PPL’s international revenues in 2022 reached £77.8 million, declining by £16.2 million on 2021. 

Revenue from past periods (for instance, radio airplay more than two years old) continued to make up a significant proportion of the international income collected. However, year-on-year, the proportion of revenue collected for past periods declined, due to the work undertaken by collective management organisations in speeding up their distribution paythrough. 

Remaining Covid-19 restrictions also continued to impact revenue worldwide. The company has 109 agreements in place with its counterparts in 49 territories globally to aid the collection of these monies – more agreements than any other neighbouring rights business.

PPL continues to work in collaboration with peers around the world to encourage the adoption of centralised industry tools to improve data quality and exchange.

The growth in revenues and international agreements resulted in a record number of musicians and recording rights-holders being paid royalties. More than 165,000 of received payment for the use of their music in the UK and around the world. 

“This new high represented an increase of 12.6%, up from 146,000 in 2021, and has been significantly supported by PPL’s investment in cutting edge technology in a data-driven industry,” said a statement. “The company is a pioneer in the management of metadata, driving forward greater knowledge and understanding across the industry of who performs on or owns the rights to a specific recording.”

PPL’s Repertoire Database now holds the details of approximately 24 million recordings, with over 45,000 being added on average every week.
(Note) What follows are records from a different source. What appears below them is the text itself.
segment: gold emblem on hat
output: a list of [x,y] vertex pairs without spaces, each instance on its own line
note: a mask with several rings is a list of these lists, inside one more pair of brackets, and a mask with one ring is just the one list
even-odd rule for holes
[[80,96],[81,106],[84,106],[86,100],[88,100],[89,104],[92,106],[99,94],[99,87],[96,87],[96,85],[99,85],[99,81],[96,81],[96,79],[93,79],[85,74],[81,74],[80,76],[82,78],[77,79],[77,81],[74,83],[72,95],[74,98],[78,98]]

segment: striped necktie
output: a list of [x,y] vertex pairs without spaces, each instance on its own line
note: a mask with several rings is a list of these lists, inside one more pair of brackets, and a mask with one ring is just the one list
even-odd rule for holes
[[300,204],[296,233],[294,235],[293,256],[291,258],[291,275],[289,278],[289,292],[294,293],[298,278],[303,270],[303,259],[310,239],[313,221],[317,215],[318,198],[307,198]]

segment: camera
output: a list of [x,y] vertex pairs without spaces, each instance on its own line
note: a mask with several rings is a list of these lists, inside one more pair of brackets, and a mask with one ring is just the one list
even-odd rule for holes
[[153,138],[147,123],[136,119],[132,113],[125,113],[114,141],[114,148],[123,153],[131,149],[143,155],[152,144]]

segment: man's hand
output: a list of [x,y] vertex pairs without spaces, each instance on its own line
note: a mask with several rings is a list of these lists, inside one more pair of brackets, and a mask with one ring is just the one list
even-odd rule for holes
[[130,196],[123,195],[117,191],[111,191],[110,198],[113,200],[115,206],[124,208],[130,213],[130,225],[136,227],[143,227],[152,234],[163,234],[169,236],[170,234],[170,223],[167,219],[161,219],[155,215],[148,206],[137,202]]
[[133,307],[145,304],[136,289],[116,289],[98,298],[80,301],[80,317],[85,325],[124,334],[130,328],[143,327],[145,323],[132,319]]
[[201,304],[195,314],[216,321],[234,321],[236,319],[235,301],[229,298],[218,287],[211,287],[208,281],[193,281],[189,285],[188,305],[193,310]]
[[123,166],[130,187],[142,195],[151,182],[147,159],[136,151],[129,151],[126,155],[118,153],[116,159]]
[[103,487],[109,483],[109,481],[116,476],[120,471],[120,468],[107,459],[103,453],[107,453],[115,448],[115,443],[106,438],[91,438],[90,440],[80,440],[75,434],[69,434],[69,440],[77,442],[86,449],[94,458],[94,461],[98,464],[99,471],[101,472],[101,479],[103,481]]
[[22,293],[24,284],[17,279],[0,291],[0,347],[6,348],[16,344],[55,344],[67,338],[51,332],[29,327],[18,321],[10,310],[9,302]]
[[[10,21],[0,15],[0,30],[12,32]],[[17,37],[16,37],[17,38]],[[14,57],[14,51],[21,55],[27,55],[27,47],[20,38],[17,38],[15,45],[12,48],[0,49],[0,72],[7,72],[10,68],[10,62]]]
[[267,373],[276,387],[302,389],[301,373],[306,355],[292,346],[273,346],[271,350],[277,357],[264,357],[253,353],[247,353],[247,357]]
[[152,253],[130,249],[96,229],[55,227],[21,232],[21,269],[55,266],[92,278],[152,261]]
PPL developed and operates RDx, the data exchange hub for communicating authoritative data about recordings and their ownership from record companies to collective management organisations. The organisation also took a lead in integrating with data management tools such as Session, of which ABBA’s Bjorn Ulvaeus is a co-founder, to improve the flow of contributor data out of the recording studio. 

At the end of 2022, PPL penned a deal with Gracenote, which helps to provide greater accuracy to the performer line-up in PPL’s data set.